ORDERED that the matter is remitted to the Family Court, Westchester County (Hochberg, S.M.), to report on the specific sources of income imputed, the actual dollar amount assigned to each category, and the resultant calculations pursuant to Family Court Act § 413(1)(c), and the appeals are held in abeyance in the interim. The Family Court, Westchester County, shall file its report with all convenient speed.

Upon review of the order dated September 11, 2007, and findings of fact of the Support Magistrate, it is evident that he imputed income to the father in calculating the father's basic support obligation pursuant to the Child Support Standards Act.

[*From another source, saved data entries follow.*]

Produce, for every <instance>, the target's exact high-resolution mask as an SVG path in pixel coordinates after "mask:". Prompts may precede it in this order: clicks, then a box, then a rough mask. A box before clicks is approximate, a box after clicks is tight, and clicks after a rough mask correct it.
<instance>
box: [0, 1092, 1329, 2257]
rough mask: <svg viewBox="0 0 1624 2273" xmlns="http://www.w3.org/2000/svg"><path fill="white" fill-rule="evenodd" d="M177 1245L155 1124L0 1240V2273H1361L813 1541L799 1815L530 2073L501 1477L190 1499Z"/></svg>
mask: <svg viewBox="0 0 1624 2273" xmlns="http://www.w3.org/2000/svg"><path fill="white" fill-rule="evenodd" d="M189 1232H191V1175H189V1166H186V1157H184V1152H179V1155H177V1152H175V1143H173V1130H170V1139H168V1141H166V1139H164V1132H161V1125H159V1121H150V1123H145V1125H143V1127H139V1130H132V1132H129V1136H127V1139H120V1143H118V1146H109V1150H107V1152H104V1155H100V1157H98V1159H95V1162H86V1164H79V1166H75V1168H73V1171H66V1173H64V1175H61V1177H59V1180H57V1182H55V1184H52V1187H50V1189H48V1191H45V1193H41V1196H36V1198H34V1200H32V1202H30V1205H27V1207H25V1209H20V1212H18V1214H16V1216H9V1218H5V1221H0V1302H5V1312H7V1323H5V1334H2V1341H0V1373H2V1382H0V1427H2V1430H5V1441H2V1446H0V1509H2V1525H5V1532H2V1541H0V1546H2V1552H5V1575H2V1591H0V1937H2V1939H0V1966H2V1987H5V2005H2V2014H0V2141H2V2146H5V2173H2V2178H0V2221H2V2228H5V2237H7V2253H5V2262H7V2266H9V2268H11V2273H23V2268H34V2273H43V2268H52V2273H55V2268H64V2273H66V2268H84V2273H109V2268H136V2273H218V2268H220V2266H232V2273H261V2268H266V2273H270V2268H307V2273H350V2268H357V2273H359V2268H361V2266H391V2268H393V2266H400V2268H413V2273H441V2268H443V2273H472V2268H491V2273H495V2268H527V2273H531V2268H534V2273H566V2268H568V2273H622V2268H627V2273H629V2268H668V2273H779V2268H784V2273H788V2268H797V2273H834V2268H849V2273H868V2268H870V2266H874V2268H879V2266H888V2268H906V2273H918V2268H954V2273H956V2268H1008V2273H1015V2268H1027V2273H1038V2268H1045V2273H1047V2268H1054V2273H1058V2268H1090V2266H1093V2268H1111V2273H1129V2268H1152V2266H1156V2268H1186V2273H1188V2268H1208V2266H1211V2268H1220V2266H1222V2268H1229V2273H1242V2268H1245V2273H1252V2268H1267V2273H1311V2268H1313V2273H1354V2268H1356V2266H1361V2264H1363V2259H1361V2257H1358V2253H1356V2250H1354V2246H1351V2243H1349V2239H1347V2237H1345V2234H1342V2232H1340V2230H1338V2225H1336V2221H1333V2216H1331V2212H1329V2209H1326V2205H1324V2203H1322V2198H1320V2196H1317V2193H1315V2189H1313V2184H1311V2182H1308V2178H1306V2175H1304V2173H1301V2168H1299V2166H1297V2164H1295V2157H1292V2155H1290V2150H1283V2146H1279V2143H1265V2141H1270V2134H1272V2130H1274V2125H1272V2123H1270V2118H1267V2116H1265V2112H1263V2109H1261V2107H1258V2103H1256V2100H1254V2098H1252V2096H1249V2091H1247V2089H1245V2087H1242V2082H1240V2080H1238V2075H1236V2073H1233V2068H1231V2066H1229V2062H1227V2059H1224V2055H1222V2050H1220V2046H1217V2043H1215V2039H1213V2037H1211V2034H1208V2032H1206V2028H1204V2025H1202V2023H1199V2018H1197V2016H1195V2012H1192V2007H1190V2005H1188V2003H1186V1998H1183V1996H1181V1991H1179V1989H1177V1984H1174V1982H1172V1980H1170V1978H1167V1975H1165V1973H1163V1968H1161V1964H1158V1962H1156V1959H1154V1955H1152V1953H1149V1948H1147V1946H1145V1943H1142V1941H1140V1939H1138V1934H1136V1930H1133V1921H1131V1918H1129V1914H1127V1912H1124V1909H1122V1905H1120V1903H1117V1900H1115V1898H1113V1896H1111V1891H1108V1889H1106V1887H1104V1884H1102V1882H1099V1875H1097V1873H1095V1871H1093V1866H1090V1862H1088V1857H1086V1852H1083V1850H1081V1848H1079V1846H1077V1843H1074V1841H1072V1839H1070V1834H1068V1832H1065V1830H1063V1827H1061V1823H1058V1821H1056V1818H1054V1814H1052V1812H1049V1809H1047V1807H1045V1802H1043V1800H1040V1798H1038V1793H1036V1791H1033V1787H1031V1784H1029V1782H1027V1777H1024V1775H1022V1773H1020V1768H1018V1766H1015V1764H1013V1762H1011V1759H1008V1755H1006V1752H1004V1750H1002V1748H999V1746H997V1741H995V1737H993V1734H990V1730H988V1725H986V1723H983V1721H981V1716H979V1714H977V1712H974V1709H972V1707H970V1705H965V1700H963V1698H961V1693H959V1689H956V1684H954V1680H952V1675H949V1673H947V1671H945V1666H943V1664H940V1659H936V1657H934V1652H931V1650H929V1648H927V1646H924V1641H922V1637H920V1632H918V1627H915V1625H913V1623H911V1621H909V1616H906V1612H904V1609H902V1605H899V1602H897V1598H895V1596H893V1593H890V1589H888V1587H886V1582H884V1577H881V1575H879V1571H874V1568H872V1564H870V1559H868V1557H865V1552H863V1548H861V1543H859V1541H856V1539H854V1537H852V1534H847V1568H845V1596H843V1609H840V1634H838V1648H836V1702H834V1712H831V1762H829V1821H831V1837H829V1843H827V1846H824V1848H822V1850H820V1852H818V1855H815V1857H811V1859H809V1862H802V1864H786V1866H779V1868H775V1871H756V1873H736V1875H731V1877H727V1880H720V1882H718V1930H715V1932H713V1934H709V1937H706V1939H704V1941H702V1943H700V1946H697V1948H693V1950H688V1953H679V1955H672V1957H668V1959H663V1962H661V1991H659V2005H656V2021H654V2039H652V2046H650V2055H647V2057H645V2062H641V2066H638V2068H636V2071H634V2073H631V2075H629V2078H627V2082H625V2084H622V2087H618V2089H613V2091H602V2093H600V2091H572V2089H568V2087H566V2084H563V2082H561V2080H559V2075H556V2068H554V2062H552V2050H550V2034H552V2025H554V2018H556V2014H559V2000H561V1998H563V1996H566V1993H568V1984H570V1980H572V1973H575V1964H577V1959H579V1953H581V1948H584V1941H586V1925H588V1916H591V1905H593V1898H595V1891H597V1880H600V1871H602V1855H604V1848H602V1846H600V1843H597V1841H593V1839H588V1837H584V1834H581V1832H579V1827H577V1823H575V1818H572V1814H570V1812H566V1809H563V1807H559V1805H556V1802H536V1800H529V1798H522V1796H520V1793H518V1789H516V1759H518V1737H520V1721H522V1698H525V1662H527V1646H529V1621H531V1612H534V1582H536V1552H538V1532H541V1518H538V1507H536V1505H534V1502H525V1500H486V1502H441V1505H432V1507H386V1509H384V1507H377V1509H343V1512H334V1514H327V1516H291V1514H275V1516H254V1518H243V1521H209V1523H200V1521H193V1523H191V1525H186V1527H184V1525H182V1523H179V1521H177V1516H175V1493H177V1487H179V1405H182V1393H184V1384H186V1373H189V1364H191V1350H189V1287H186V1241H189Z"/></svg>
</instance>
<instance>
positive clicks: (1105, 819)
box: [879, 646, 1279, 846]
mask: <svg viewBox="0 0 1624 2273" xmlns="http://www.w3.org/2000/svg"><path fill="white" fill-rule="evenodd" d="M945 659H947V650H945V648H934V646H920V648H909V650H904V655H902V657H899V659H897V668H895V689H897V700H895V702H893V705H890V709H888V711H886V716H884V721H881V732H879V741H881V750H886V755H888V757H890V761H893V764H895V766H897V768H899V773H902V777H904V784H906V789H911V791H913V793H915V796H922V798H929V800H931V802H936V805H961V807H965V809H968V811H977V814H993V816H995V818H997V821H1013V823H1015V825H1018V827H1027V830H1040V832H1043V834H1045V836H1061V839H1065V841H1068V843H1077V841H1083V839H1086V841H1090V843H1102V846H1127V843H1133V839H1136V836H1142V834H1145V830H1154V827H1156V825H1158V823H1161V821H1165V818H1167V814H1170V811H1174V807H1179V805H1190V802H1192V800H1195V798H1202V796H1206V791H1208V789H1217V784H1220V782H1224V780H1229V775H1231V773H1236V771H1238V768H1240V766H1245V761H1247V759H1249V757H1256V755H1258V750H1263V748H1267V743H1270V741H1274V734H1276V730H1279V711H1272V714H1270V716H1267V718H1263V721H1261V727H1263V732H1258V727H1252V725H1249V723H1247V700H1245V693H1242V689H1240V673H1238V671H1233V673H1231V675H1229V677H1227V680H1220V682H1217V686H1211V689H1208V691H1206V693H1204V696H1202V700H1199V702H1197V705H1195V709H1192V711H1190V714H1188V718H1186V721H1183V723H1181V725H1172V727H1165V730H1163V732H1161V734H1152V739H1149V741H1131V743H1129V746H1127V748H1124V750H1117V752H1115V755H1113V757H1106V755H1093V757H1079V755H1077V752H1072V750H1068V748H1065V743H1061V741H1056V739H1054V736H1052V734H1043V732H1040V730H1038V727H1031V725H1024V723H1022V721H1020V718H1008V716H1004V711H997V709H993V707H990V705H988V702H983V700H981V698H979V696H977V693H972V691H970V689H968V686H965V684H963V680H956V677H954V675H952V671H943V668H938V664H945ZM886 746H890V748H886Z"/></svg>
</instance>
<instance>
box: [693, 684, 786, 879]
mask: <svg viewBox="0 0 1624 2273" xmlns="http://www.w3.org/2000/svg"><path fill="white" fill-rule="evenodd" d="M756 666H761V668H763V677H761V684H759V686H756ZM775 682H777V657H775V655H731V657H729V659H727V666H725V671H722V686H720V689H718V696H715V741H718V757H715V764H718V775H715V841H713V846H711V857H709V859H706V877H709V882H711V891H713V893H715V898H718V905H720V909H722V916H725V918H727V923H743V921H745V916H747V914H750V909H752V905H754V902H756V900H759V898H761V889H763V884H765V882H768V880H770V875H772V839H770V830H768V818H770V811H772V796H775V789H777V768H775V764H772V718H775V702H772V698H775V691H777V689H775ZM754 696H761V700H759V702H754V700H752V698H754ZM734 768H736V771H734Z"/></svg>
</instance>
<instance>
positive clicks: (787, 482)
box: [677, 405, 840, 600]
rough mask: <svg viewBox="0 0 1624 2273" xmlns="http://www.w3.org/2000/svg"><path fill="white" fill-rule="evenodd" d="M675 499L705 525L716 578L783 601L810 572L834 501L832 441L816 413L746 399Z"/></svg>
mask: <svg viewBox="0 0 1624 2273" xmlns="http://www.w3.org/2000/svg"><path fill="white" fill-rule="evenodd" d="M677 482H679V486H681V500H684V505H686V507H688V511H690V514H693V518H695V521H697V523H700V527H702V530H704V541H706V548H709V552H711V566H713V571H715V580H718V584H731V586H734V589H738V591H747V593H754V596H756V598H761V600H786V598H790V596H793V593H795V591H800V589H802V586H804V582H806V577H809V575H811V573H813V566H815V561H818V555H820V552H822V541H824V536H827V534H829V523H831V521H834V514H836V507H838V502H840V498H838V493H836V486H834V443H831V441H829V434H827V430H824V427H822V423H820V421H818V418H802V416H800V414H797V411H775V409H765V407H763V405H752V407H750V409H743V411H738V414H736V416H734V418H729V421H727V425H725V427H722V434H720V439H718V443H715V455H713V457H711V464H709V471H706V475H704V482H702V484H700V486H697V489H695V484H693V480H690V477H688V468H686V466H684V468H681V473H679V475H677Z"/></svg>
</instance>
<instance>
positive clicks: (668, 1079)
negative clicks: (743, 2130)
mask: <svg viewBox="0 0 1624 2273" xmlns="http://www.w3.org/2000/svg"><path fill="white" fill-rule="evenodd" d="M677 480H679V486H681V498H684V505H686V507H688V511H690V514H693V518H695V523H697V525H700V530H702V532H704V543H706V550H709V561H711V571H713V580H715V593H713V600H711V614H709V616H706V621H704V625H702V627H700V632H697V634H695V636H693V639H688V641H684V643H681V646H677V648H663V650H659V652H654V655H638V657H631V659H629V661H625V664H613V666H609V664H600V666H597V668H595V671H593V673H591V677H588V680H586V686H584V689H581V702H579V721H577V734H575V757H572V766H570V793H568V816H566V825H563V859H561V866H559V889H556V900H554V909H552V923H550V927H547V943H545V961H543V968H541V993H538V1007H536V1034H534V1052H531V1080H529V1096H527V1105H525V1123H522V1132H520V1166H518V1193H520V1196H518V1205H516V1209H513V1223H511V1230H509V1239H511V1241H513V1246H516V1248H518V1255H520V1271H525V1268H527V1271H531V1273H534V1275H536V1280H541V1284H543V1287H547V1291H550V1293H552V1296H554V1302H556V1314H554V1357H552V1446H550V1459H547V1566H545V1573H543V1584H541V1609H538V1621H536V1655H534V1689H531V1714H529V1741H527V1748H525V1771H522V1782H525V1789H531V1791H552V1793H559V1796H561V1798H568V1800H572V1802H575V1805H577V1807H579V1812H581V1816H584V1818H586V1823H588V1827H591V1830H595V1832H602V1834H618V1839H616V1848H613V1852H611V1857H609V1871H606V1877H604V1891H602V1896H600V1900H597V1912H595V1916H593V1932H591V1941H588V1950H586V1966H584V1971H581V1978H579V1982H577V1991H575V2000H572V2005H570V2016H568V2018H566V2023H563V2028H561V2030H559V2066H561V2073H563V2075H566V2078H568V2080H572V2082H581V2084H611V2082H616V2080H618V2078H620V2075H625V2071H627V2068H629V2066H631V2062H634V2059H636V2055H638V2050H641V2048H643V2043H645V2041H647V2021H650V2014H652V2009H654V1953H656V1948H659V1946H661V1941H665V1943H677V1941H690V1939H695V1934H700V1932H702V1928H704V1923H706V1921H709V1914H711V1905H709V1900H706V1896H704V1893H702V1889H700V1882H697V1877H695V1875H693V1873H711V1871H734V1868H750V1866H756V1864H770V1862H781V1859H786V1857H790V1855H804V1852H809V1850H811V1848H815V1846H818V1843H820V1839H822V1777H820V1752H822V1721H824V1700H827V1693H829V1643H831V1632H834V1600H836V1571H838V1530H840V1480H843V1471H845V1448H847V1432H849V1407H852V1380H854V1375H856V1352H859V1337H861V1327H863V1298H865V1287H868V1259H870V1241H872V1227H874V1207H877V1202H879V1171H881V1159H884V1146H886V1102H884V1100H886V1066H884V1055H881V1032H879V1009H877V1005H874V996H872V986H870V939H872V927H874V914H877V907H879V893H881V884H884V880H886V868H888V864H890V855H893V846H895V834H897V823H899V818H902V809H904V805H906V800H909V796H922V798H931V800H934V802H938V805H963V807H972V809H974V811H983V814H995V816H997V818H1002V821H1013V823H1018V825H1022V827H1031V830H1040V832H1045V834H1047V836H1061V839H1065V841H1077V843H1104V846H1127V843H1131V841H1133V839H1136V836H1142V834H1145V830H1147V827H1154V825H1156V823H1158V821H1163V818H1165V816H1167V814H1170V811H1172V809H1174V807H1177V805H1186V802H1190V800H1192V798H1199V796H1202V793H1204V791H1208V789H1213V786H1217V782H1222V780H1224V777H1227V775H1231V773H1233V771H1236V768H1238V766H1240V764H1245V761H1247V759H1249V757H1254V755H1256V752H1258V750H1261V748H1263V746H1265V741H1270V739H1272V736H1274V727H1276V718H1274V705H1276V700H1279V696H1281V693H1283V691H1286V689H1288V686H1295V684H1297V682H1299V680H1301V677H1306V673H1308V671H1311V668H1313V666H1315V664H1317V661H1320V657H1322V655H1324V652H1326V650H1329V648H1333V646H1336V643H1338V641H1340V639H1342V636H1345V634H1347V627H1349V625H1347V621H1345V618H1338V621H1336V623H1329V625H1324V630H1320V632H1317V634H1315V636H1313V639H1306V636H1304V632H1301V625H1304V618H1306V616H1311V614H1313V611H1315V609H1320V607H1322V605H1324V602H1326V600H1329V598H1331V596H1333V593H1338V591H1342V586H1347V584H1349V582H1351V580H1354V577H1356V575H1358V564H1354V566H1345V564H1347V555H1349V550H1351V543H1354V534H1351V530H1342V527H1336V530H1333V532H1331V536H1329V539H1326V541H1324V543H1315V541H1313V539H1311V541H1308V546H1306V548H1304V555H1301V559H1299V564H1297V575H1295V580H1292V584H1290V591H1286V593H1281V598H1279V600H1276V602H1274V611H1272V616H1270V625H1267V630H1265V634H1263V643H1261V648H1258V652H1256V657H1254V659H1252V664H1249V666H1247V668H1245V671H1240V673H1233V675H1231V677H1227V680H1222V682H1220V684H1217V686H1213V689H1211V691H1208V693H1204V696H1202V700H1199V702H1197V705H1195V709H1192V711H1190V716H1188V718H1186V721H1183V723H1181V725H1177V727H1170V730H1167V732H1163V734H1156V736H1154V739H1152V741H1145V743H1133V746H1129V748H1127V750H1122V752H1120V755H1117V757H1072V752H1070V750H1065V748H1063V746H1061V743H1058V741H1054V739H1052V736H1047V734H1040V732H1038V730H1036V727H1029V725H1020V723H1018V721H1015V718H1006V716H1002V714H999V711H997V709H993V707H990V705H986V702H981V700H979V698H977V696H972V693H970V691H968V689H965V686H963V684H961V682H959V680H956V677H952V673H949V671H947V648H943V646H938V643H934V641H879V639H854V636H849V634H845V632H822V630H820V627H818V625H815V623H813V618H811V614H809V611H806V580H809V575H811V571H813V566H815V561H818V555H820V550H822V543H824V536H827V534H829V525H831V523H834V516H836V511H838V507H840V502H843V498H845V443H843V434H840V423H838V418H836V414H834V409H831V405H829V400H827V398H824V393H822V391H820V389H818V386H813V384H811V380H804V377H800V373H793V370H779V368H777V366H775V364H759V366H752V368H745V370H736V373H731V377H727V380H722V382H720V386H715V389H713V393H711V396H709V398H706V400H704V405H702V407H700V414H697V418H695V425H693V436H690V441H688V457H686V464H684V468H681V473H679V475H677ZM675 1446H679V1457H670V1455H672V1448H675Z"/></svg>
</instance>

A Support Magistrate is permitted to impute income in calculating a support obligation where he or she finds that the party's account of his or her finances is not credible or is suspect (see Matter of Genender v Genender, 40 AD3d 994, 995; Matter of Westenberger v Westenberger, 23 AD3d 571; Peri v Peri, 2 AD3d 425, 427; Lilikakis v Lilikakis, 308 AD2d 435, 436; Rohrs v Rohrs, 297 AD2d 317, 318). "However, in exercising the discretion to impute income to a party, a Support Magistrate is required to provide a clear record of the source from which the income is imputed and the reasons for such imputation," and the resultant calculations (Matter of Kristy Helen T. v Richard F.G., 17 AD3d 684, 685; see Family Ct Act § 413 [1][c]; Matter of Genender v Genender, 40 AD3d at 995; Matter of Wienands v Hedlund, 305 AD2d 692, 693; Matter of Sweedan v Baglio, 269 AD2d 724, 725-726). In the case at bar, the Support Magistrate failed to specify the sources of income imputed, the actual dollar amount assigned to each category, and the resultant calculations. The record thus is not sufficiently developed to permit appellate review. Accordingly, the matter must be remitted to the Family Court, Westchester County (Hochberg, S.M.) to provide this information, and the appeals must be held in abeyance pending receipt by this Court of the report.

SPOLZINO, J.P., SANTUCCI, BALKIN and CHAMBERS, JJ., concur.